One warning, but we're running this as part of an import, so we'll fail to spot this and even if we did, we wouldn't be able to get it back out of mysql because SHOW WARNINGS only shows the last command. So let's look at the table we just created:

mysql> show create table User_\G
*************************** 1. row ***************************
       Table: User_
Create Table: CREATE TABLE `User_` (
...
) ENGINE=MyISAM DEFAULT CHARSET=latin1
1 row in set (0.00 sec)

Eh? what's going on? We asked for InnoDB, but have got a MyISAM table. Lets look at the engines available.

mysql> show engines;
+------------+----------+----------------------------------------------------------------+
| Engine     | Support  | Comment                                                        |
+------------+----------+----------------------------------------------------------------+
| MyISAM     | DEFAULT  | Default engine as of MySQL 3.23 with great performance         | 
| MEMORY     | YES      | Hash based, stored in memory, useful for temporary tables      | 
| InnoDB     | DISABLED | Supports transactions, row-level locking, and foreign keys     | 
| BerkeleyDB | NO       | Supports transactions and page-level locking                   | 
| BLACKHOLE  | NO       | /dev/null storage engine (anything you write to it disappears) | 
| EXAMPLE    | NO       | Example storage engine                                         | 
| ARCHIVE    | YES      | Archive storage engine                                         | 
| CSV        | YES      | CSV storage engine                                             | 
| ndbcluster | DISABLED | Clustered, fault-tolerant, memory-based tables                 | 
| FEDERATED  | YES      | Federated MySQL storage engine                                 | 
| MRG_MYISAM | YES      | Collection of identical MyISAM tables                          | 
| ISAM       | NO       | Obsolete storage engine                                        | 
+------------+----------+----------------------------------------------------------------+
12 rows in set (0.00 sec)

Oh, so innodb has been disabled. We can fix that easily by removing skip-innodb from my.cnf.

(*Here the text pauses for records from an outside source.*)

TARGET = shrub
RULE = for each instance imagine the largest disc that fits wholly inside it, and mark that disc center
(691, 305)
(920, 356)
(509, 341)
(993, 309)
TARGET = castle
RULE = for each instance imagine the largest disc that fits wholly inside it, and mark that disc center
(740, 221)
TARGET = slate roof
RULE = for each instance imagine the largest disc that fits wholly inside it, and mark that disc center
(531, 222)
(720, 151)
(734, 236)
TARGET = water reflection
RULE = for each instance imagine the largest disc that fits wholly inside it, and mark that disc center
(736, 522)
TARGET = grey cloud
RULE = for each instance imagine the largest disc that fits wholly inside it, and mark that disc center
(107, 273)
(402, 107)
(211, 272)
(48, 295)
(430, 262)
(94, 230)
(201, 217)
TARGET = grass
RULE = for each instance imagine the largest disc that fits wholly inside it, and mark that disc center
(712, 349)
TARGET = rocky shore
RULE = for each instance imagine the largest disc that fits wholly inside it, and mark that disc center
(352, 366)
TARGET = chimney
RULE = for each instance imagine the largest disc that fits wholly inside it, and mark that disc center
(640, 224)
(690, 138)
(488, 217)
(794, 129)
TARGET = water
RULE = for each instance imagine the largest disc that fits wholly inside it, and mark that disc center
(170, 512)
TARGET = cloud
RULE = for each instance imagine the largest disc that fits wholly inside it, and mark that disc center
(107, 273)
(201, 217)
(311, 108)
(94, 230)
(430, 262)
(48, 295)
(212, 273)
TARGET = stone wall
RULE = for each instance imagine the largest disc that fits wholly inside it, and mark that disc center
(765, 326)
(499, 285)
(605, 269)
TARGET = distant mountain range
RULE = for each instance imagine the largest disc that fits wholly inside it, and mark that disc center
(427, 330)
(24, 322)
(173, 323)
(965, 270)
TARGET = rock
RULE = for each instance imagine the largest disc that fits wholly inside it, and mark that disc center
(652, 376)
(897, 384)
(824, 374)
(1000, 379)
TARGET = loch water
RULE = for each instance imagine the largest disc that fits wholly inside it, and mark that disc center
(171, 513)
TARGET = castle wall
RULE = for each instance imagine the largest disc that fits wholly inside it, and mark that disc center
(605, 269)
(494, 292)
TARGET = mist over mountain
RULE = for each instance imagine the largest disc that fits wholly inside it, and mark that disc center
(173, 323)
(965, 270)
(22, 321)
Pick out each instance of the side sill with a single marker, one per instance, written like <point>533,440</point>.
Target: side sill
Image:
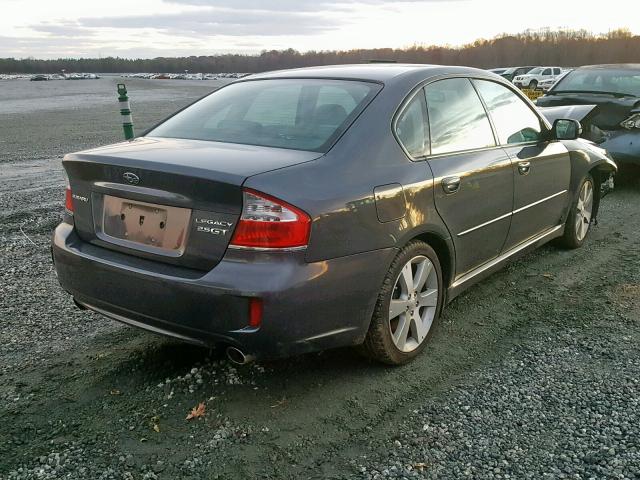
<point>483,271</point>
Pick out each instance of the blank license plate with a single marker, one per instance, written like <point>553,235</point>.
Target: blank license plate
<point>144,223</point>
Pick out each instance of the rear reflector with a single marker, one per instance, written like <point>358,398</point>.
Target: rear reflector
<point>68,199</point>
<point>267,222</point>
<point>255,312</point>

root@cmsdb01:/var/log# grep skip-innodb /etc/mysql/my.cnf
root@cmsdb01:/var/log#

But hang on a second, that's not in the config file. What's going on? It turns out that the reason InnoDB is disabled is because of the innodb_log_file_size setting not matching the files on disk.

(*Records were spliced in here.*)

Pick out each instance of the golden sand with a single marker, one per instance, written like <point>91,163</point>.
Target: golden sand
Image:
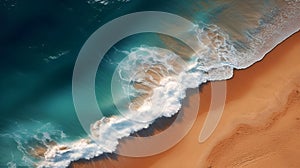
<point>260,126</point>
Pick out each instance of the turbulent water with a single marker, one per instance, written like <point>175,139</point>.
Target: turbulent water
<point>228,35</point>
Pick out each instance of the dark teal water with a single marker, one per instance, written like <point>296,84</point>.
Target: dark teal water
<point>39,44</point>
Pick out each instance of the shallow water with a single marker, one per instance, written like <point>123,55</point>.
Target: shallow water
<point>39,47</point>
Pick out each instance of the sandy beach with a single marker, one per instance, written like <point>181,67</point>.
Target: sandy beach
<point>260,126</point>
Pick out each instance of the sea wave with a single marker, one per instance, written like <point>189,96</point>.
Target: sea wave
<point>155,77</point>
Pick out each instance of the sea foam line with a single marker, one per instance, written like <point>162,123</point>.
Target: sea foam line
<point>214,63</point>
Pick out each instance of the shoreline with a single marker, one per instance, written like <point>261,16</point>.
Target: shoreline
<point>238,97</point>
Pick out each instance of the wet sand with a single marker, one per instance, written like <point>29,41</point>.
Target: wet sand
<point>260,126</point>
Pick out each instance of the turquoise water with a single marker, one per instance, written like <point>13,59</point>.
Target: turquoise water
<point>40,42</point>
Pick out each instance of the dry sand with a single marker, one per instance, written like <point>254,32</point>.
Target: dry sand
<point>260,126</point>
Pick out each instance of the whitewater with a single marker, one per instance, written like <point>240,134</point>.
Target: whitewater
<point>155,77</point>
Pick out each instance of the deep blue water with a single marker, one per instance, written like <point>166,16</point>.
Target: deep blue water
<point>39,44</point>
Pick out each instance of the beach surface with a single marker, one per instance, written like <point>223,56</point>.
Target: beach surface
<point>260,126</point>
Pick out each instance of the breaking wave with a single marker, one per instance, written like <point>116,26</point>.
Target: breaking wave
<point>153,81</point>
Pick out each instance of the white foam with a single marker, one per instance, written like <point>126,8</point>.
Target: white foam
<point>215,61</point>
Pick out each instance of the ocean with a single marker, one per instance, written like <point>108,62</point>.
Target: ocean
<point>40,43</point>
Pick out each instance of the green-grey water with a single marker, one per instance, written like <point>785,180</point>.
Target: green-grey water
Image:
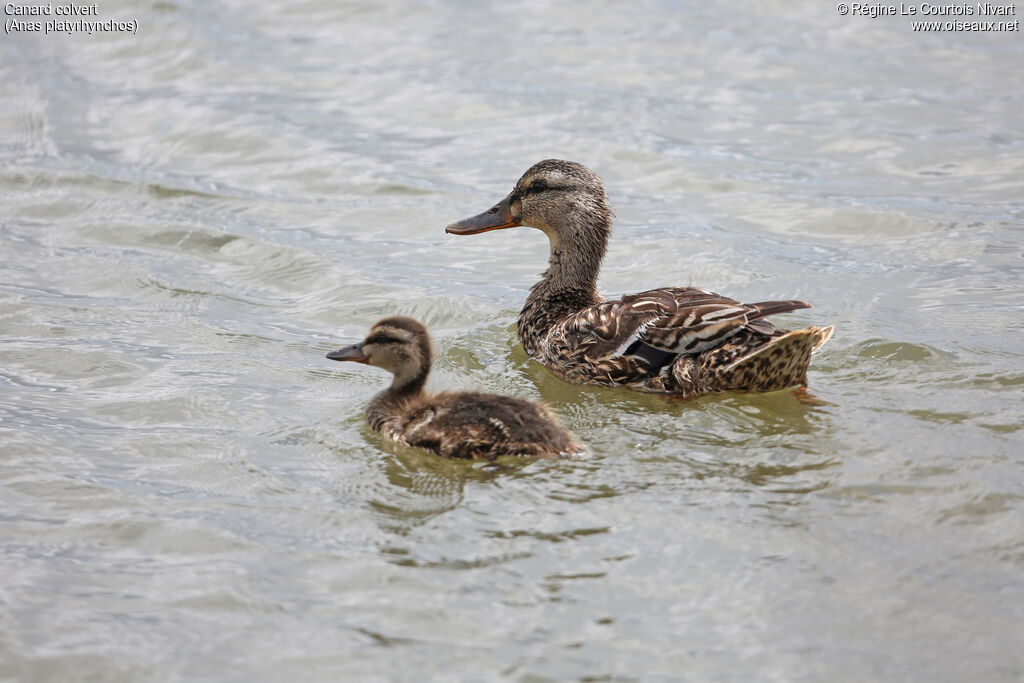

root@cmsdb01:/var/log# grep innodb_log_file_size /etc/mysql/my.cnf
innodb_log_file_size            = 512M
root@cmsdb01:/var/log# ls -lh /var/lib/mysql/ib_logfile*
-rw-rw---- 1 mysql mysql 5.0M 2006-12-19 18:39 /var/lib/mysql/ib_logfile0
-rw-rw---- 1 mysql mysql 5.0M 2006-12-19 18:39 /var/lib/mysql/ib_logfile1

Rumour has it that you can just stop MySQL, delete these log files and start MySQL again. I'm yet to try this as the server in question is in production use. The alternative is to change the innodb_log_file_size setting to match the file.

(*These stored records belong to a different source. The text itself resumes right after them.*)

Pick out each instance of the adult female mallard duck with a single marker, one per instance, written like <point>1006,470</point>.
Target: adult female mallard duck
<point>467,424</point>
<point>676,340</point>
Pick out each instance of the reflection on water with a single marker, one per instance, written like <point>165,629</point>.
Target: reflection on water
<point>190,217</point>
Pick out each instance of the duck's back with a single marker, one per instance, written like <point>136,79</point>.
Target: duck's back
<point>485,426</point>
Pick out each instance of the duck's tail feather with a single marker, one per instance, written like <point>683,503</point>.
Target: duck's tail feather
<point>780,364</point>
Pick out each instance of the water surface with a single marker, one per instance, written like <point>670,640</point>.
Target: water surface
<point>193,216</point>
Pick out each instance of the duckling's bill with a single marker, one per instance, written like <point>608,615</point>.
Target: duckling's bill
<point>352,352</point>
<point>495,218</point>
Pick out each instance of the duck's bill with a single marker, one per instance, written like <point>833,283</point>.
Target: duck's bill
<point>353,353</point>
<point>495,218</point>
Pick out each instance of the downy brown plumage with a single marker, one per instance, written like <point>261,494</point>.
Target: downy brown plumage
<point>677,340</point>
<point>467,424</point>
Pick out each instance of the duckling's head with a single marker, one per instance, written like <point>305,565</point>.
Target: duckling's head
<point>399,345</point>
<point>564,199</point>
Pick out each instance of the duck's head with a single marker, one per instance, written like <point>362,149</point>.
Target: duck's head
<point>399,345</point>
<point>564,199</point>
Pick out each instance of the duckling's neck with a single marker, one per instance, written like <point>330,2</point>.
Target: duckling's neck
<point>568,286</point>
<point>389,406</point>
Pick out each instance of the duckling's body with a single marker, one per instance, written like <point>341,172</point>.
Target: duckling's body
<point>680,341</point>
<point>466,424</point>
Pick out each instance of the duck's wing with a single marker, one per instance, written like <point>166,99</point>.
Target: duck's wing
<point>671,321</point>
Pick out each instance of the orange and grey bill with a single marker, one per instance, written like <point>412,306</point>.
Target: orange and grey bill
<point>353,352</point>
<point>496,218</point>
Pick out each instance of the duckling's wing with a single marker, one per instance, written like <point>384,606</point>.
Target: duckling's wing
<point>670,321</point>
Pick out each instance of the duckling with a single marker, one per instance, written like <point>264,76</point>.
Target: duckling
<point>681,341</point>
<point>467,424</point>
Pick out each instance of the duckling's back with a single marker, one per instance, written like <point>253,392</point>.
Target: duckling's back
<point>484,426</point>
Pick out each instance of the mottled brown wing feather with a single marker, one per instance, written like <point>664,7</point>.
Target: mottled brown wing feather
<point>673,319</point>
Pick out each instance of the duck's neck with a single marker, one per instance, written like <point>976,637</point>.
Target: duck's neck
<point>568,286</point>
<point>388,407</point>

So in summary the problems with MySQL are:

• Not logging warnings anywhere useful.
• Converting engine types with a warning rather than throwing an error. This can be fixed by setting sql_mode to include NO_ENGINE_SUBSTITUTION.
• Starting up and disabling InnoDB when there is a problem rather than failing to start, giving a false impression that everything is working.